The listed company can first disperse the equity in the assets to be restructured and then inject it, step by step, into the listed company. The operational procedure is shown in the graphic on this page.
The advantage of this scheme is that it avoids triggering the risks of a backdoor listing. The listed company first controls a relative majority of the equity in the FTZ company, becoming the actual controller of the offshore assets to be restructured. Subsequently, in accordance with the requirements of the Enterprise Accounting Standards, No. 33: Consolidated Financial Statements, the offshore assets to be restructured are included on the consolidated statements, and their gradual injection is gradually realised.
Scheme 6: New scheme involving an offshore acquisition by a fund and large private enterprise established in the FTZ.
In normal circumstances, the completion of an offshore equity investment by a Chinese enterprise has to pass through the hands of at least three government regulators, each of them meticulously holding the line.

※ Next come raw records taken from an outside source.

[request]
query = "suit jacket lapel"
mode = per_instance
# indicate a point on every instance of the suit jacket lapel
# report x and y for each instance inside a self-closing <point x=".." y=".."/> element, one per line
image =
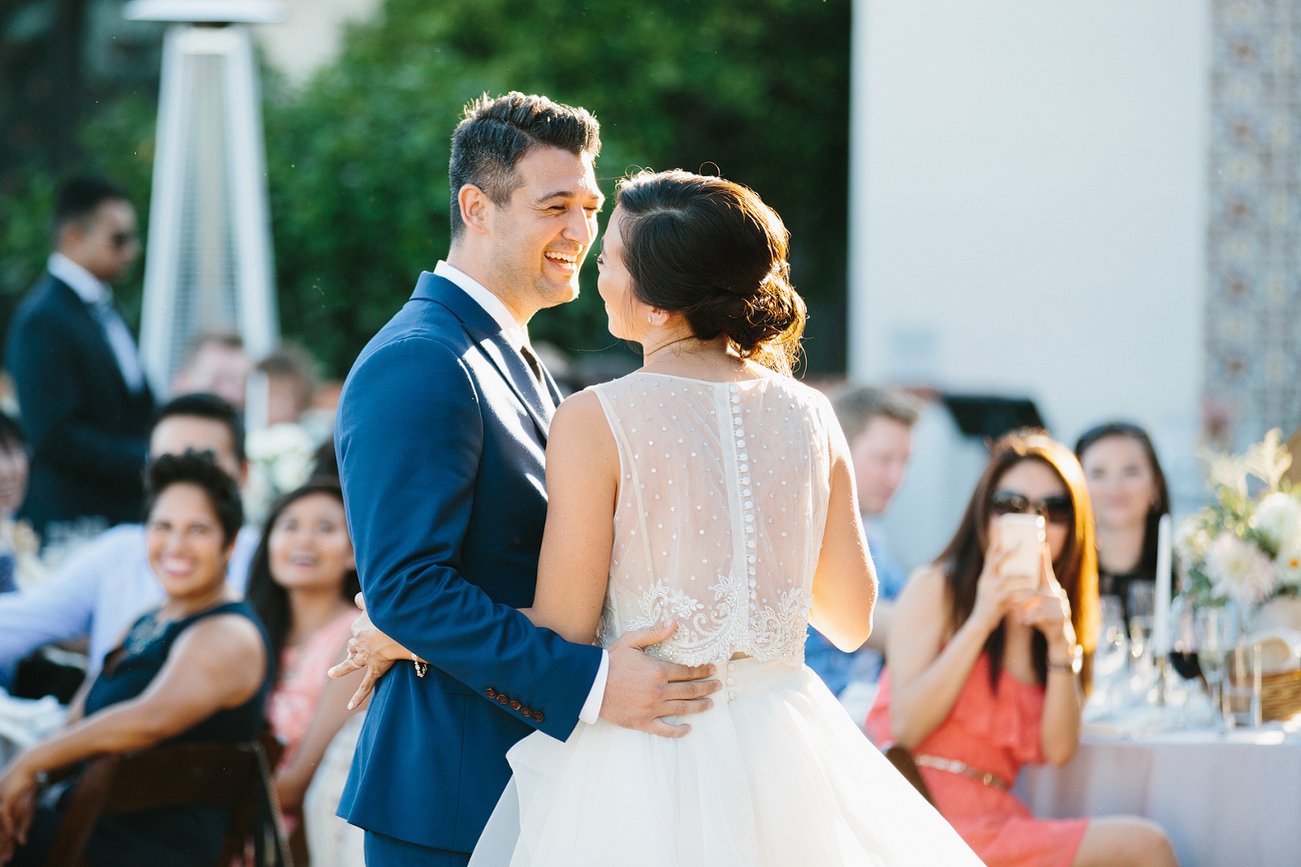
<point x="487" y="335"/>
<point x="80" y="310"/>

The pile of application material is thick, but each application document needs to be strictly reviewed, with problems possibly lurking at any stage. In this way, completion of an offshore investment requires three to six months of dragged out approvals.
Furthermore, when a Chinese enterprise carries out an offshore acquisition, it usually needs to give a special explanation to the target assets, and secure the consent and approval of the government, which requires a further few months. The long time, to a great extent, will ultimately lead to the seller of the international assets, and its financial advisers, refusing the quote due to the intrinsic uncertainty that this length of time gives rise to.
Success rate increases
Under the implementation of new policies in the FTZ, the efficiency and success rate of offshore acquisitions by Chinese enterprises has greatly increased. As at the end of April 2014, the FTZ had handled 30 offshore investments involving 11 jurisdictions totalling US$873 million.This is not unrelated to such policies as the openness principle, after the fact monitoring, etc., implemented in the FTZ, and the objective and reasonable acquisition schemes adopted by enterprises in the FTZ.
In February 2014, Hony Capital took advantage of the cross-border investment platform that is the FTZ to invest US$30 million abroad and acquire PPTV in conjunction with Suning Appliance. Hony Capital’s scheme is as follows: first establish a fund management company and a fund company in the FTZ; then secure the relevant recordal for a cross-border investment project in accordance with FTZ rules and apply to the foreign exchange bureau for currency conversion to complete the cross-border investment.
Same starting line
The foregoing procedures required a total of five working days. In this manner, Chinese companies can stand at the same starting line as the best companies internationally when it comes to offshore acquisitions.
Both of the two above-mentioned schemes have their advantages and disadvantages, so the author would ask readers to objectively and reasonably make their choices, based on the enterprises’ actual circumstances.